Tables...Now even, purple figures look at me austerely yet kindly from the golden background of the wall. Involuntarily I am reminded of the thing which was called by the ancients "Sainted Image," and I feel a desire to compose verses, or prayers, which are the same. Oh, why am I not a poet, so as to be able to glorify the Tables properly, the heart and pulse of the United State!
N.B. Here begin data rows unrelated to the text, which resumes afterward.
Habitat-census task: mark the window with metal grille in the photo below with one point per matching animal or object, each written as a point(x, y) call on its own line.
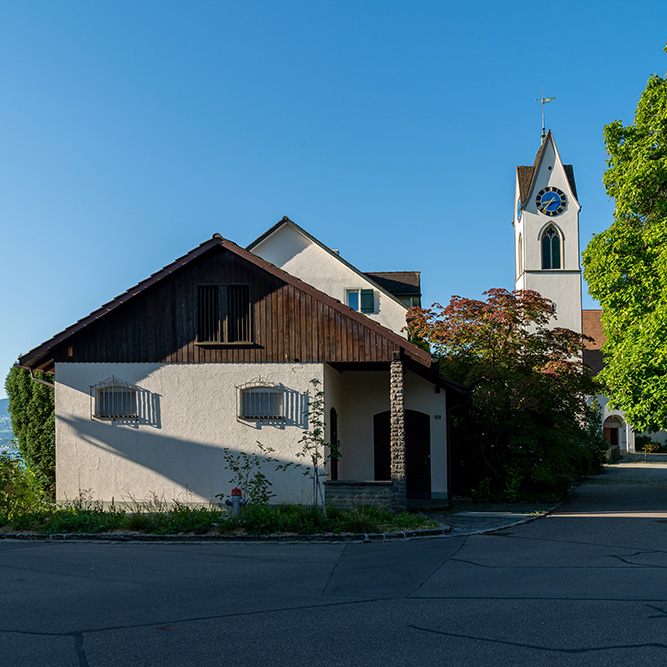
point(114, 399)
point(223, 314)
point(551, 248)
point(262, 403)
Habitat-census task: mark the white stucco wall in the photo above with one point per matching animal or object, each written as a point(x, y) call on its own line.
point(290, 250)
point(366, 393)
point(175, 450)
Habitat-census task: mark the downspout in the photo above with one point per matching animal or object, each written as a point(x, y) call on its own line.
point(449, 440)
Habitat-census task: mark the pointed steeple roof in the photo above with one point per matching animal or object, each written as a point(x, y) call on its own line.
point(526, 175)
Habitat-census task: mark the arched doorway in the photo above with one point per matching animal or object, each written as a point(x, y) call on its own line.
point(613, 431)
point(417, 451)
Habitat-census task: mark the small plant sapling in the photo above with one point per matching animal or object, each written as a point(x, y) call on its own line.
point(246, 468)
point(314, 448)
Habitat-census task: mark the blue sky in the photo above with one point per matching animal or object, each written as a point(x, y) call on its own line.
point(130, 132)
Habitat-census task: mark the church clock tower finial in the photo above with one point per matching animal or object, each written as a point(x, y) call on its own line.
point(544, 100)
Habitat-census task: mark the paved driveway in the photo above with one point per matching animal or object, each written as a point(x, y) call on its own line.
point(584, 586)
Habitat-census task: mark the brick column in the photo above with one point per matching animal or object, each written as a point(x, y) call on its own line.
point(398, 492)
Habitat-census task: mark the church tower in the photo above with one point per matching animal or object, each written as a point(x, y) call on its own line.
point(546, 233)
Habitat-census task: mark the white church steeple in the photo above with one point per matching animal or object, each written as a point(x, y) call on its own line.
point(546, 233)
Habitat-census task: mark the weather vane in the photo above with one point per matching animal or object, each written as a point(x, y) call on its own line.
point(543, 100)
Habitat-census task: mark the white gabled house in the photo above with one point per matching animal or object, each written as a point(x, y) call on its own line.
point(384, 297)
point(217, 350)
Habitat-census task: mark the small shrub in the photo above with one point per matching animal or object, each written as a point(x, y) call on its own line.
point(364, 519)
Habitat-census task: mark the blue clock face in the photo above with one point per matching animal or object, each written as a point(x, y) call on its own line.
point(551, 201)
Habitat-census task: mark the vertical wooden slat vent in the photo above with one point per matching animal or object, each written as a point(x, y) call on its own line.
point(238, 313)
point(208, 309)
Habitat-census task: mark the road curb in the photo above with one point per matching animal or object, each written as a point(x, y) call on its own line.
point(137, 537)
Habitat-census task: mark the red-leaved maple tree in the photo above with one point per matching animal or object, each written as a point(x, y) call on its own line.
point(528, 421)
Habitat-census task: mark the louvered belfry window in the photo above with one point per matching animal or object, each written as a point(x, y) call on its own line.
point(223, 314)
point(551, 249)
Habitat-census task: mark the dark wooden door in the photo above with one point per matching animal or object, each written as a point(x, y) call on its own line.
point(417, 450)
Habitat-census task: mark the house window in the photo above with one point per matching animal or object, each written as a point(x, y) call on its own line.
point(411, 301)
point(114, 399)
point(262, 402)
point(361, 300)
point(551, 247)
point(223, 314)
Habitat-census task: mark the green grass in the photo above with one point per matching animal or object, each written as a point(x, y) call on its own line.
point(178, 519)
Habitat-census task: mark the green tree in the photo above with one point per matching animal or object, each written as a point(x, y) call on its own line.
point(626, 265)
point(32, 413)
point(526, 423)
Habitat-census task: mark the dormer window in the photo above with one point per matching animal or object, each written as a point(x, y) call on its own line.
point(551, 248)
point(362, 300)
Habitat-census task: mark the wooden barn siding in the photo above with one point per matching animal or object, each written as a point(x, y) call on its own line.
point(159, 325)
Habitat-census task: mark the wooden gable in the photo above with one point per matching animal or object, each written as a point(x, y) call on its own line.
point(157, 321)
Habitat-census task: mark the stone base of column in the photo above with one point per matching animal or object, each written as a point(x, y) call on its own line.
point(399, 497)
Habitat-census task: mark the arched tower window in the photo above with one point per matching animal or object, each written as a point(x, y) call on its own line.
point(551, 248)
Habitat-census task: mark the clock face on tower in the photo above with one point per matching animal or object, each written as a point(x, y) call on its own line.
point(551, 201)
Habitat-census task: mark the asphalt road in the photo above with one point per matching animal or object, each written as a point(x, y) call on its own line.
point(584, 586)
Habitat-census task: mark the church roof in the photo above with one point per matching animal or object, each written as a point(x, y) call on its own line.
point(526, 174)
point(592, 328)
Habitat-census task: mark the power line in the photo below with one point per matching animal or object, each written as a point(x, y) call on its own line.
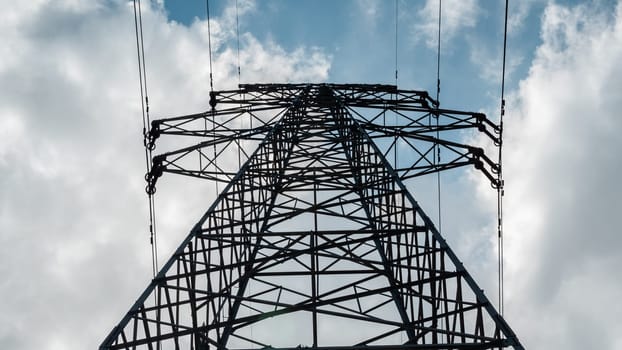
point(211, 84)
point(144, 101)
point(500, 183)
point(237, 33)
point(437, 155)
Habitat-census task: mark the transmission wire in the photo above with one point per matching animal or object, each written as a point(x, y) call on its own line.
point(144, 101)
point(500, 183)
point(237, 33)
point(395, 138)
point(211, 84)
point(437, 155)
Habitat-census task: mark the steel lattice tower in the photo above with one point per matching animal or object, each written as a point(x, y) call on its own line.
point(315, 241)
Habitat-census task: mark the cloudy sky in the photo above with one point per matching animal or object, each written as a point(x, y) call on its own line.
point(74, 252)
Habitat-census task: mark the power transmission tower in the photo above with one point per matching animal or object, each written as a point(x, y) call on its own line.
point(315, 242)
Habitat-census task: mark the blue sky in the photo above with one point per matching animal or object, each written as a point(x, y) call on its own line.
point(74, 250)
point(359, 36)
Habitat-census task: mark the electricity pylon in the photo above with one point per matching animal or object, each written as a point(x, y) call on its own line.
point(315, 241)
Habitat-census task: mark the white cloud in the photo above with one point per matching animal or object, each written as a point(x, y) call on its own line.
point(562, 185)
point(456, 16)
point(73, 240)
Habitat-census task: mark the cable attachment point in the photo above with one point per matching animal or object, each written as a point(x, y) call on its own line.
point(157, 169)
point(152, 135)
point(212, 99)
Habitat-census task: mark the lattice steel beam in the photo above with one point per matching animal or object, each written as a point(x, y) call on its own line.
point(316, 229)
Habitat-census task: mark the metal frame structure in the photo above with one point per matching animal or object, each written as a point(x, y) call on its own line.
point(315, 241)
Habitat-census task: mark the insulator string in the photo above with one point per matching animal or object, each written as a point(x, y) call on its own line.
point(144, 101)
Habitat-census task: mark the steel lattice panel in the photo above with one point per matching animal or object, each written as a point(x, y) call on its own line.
point(315, 241)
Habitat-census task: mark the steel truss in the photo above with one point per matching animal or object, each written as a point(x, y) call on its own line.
point(315, 241)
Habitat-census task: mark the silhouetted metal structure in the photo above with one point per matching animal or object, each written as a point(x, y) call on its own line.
point(315, 242)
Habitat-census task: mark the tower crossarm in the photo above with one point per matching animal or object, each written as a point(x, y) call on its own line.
point(411, 131)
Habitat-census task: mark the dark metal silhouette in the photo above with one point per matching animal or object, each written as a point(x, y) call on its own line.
point(315, 240)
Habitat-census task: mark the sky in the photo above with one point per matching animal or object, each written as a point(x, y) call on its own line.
point(74, 252)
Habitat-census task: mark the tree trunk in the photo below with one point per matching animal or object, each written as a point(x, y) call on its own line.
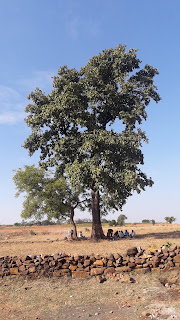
point(73, 223)
point(97, 231)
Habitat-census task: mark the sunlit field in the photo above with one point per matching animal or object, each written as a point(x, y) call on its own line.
point(50, 239)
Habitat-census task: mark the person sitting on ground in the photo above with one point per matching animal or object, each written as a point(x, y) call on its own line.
point(116, 235)
point(121, 234)
point(110, 233)
point(80, 234)
point(133, 234)
point(126, 234)
point(70, 234)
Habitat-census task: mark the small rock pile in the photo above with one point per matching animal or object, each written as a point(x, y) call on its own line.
point(86, 266)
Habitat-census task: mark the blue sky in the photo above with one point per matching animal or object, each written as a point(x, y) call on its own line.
point(39, 36)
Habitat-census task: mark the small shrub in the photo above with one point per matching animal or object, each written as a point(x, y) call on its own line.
point(32, 233)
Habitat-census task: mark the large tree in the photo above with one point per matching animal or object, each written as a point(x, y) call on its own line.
point(88, 127)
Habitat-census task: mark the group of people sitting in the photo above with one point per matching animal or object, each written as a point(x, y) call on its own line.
point(120, 234)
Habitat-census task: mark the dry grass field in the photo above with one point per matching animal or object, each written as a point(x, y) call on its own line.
point(49, 239)
point(66, 298)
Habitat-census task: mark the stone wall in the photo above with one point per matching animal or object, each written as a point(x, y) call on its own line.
point(86, 266)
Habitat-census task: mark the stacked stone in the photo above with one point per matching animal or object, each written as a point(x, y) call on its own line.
point(86, 266)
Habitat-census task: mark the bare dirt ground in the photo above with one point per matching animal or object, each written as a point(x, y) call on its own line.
point(49, 239)
point(50, 299)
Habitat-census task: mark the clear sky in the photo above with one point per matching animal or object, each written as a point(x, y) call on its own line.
point(39, 36)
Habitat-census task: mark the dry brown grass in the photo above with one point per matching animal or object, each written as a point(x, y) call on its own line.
point(51, 299)
point(49, 239)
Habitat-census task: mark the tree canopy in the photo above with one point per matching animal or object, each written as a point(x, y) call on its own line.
point(88, 127)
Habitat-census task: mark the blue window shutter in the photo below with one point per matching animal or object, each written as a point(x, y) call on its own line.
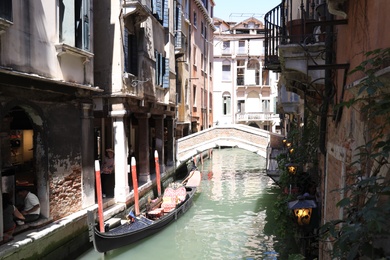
point(154, 7)
point(166, 15)
point(166, 73)
point(159, 9)
point(157, 56)
point(178, 28)
point(86, 23)
point(126, 48)
point(6, 10)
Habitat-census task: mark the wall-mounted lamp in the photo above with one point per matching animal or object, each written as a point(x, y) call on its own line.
point(292, 168)
point(302, 208)
point(135, 83)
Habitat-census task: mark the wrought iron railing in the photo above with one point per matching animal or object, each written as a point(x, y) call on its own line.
point(292, 22)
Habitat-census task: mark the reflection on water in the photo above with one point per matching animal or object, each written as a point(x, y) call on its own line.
point(227, 220)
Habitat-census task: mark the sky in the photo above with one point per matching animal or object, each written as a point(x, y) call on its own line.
point(239, 10)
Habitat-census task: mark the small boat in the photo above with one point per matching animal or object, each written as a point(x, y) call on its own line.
point(175, 202)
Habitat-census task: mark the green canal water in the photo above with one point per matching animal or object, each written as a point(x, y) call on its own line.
point(231, 217)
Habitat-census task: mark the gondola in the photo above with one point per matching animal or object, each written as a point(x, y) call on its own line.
point(150, 221)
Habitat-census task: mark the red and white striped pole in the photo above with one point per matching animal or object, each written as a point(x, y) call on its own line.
point(158, 177)
point(99, 195)
point(135, 185)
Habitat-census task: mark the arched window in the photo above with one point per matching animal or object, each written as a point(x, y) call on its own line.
point(226, 103)
point(253, 72)
point(226, 71)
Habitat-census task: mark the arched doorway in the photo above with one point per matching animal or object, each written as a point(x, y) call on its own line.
point(23, 163)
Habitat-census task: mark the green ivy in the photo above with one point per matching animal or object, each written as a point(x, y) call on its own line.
point(366, 229)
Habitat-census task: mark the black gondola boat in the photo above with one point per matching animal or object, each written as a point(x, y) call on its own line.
point(132, 231)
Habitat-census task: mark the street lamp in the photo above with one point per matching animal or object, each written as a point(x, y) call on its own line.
point(302, 208)
point(292, 168)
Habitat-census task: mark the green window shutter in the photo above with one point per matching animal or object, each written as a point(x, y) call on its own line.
point(178, 34)
point(166, 14)
point(166, 73)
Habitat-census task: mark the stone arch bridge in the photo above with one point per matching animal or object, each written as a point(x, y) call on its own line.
point(246, 137)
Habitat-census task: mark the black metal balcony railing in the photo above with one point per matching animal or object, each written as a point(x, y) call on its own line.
point(290, 23)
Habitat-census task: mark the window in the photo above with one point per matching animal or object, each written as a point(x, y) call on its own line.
point(160, 11)
point(241, 106)
point(178, 23)
point(226, 47)
point(240, 72)
point(226, 103)
point(226, 68)
point(161, 70)
point(265, 105)
point(253, 72)
point(194, 95)
point(74, 23)
point(187, 9)
point(202, 62)
point(241, 47)
point(265, 75)
point(195, 19)
point(131, 53)
point(6, 10)
point(194, 56)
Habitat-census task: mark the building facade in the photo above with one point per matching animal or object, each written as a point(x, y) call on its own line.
point(244, 92)
point(46, 85)
point(194, 32)
point(320, 49)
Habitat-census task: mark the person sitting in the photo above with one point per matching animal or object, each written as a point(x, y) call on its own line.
point(31, 210)
point(107, 175)
point(108, 164)
point(10, 213)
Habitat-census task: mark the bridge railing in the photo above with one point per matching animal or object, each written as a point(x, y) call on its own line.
point(237, 135)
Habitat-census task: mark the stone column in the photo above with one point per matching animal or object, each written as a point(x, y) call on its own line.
point(143, 148)
point(87, 158)
point(171, 149)
point(121, 190)
point(159, 132)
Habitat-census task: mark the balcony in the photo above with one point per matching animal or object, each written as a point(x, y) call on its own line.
point(134, 13)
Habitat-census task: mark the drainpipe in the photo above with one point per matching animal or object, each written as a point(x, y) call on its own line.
point(190, 66)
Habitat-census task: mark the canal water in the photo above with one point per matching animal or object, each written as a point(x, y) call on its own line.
point(231, 217)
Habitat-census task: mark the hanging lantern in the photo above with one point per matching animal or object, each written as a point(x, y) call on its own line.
point(303, 215)
point(292, 168)
point(302, 208)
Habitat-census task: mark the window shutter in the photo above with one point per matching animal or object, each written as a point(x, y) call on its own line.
point(166, 15)
point(166, 73)
point(178, 28)
point(157, 57)
point(86, 25)
point(6, 10)
point(159, 9)
point(126, 49)
point(154, 6)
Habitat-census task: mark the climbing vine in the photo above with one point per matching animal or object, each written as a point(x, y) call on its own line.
point(365, 231)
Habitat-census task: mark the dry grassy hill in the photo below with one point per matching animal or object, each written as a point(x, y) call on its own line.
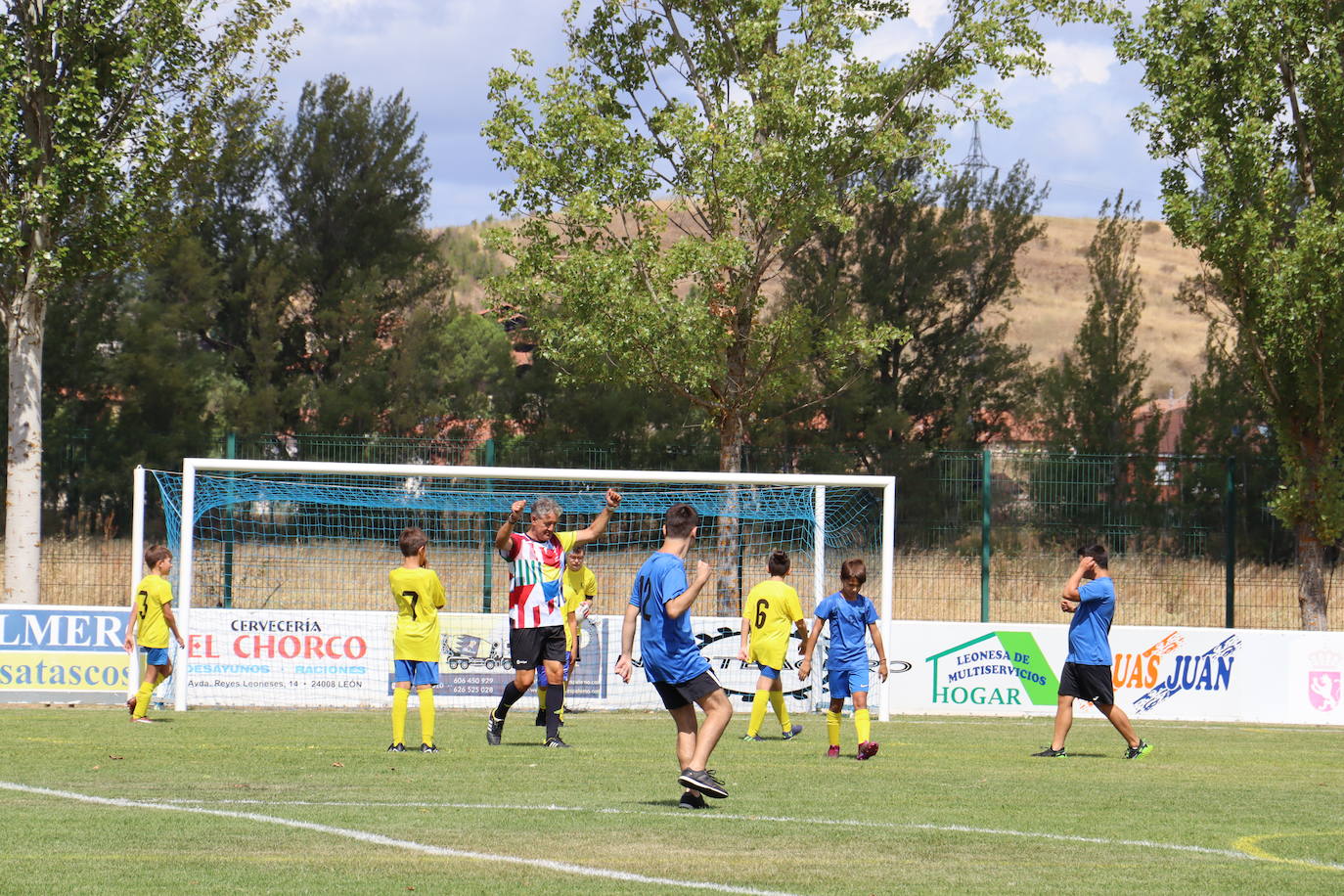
point(1050, 308)
point(1053, 295)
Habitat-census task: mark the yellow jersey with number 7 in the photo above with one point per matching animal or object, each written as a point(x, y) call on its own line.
point(419, 594)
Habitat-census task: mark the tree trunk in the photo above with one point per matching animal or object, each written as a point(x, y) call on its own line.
point(728, 591)
point(1311, 579)
point(23, 467)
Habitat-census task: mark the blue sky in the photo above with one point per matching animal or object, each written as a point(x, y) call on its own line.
point(1071, 126)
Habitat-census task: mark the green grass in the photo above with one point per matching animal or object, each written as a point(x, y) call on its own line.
point(948, 805)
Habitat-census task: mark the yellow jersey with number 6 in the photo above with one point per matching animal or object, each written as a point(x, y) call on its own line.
point(419, 594)
point(772, 608)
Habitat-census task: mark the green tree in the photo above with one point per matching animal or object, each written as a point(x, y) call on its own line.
point(669, 173)
point(938, 263)
point(1226, 425)
point(352, 190)
point(1091, 400)
point(103, 100)
point(1247, 113)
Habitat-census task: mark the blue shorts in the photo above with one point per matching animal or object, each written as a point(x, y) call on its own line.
point(155, 655)
point(419, 672)
point(541, 670)
point(847, 681)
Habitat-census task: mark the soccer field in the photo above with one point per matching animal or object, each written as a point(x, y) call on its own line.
point(308, 802)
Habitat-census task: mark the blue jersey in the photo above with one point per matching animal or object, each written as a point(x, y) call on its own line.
point(667, 647)
point(1091, 625)
point(850, 621)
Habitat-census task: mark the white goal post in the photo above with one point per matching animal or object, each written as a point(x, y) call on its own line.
point(489, 489)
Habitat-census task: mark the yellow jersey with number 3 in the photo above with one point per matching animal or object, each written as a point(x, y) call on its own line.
point(770, 610)
point(152, 594)
point(419, 594)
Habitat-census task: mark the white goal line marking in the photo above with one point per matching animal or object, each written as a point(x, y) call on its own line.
point(789, 820)
point(380, 840)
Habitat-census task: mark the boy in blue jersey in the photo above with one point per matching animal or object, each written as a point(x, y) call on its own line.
point(671, 655)
point(847, 661)
point(1091, 596)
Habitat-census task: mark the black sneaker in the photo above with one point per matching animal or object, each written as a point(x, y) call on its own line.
point(703, 781)
point(493, 730)
point(693, 799)
point(1140, 751)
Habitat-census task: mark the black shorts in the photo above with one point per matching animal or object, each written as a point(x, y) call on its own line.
point(1088, 683)
point(687, 692)
point(528, 648)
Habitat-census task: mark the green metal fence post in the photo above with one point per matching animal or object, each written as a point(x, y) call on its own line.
point(985, 482)
point(232, 453)
point(488, 558)
point(1230, 540)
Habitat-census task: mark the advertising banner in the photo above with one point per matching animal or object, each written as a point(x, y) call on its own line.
point(344, 658)
point(1157, 672)
point(62, 653)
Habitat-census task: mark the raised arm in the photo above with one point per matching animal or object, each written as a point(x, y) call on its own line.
point(504, 535)
point(599, 525)
point(680, 604)
point(880, 649)
point(805, 666)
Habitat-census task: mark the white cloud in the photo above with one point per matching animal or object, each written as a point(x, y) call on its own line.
point(1080, 64)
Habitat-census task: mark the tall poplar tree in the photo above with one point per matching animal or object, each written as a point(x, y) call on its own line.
point(1247, 113)
point(100, 100)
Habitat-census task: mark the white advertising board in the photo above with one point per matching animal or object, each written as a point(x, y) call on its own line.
point(343, 658)
point(1159, 672)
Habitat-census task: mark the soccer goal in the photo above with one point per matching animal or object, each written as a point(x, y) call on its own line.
point(281, 574)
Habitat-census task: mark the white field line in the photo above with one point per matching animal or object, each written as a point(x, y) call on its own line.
point(790, 820)
point(380, 840)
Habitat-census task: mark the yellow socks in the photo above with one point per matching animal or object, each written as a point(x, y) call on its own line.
point(863, 724)
point(426, 701)
point(758, 704)
point(401, 696)
point(143, 698)
point(777, 704)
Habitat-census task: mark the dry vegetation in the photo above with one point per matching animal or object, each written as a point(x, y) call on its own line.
point(1154, 590)
point(1053, 295)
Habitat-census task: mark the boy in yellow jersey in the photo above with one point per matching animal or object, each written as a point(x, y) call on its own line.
point(151, 618)
point(416, 645)
point(579, 585)
point(766, 614)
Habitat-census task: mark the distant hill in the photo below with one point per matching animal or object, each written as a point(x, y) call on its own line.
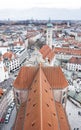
point(41, 13)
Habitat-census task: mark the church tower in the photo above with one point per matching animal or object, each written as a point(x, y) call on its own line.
point(49, 34)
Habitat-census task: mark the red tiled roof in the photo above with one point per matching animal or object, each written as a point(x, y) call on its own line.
point(8, 55)
point(54, 75)
point(25, 77)
point(75, 60)
point(20, 117)
point(46, 51)
point(62, 117)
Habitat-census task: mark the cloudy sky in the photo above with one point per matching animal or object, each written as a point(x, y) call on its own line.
point(25, 4)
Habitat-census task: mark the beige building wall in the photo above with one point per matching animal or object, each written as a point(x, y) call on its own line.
point(60, 95)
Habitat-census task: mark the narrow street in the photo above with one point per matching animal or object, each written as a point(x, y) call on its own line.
point(11, 121)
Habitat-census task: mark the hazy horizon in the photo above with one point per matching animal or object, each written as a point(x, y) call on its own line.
point(40, 13)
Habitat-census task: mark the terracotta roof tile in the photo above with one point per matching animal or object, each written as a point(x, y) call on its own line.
point(46, 51)
point(64, 125)
point(75, 60)
point(54, 75)
point(40, 107)
point(40, 110)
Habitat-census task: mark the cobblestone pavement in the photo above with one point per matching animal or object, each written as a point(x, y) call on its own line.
point(73, 116)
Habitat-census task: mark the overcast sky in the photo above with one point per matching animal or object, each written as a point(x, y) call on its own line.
point(24, 4)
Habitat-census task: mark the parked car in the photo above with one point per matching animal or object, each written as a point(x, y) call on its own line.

All of us and perhaps all of you read in childhood, while in school, that greatest of all monuments of ancient literature, the Official Railroad Guide. But if you compare this with the Tables, you will see side by side graphite and diamonds. Both are the same, carbon. But how eternal, transparent, how shining the diamond! Who does not lose his breath when he runs through the pages of the Guide? The Tables transformed each one of us, actually, into a six—wheeled steel hero of a great poem. Every morning, with six—wheeled precision, at the same hour, at the same minute, we wake up, millions of us at once. At the very same hour, millions like one, we begin our work, and millions like one, we finish it. United into a single body with a million hands, at the very same sec— ond, designated by the Tables, we carry the spoons to our mouths; at the same second we all go out to walk, go to the auditorium, to the halls for the Taylor exercises, and then to bed.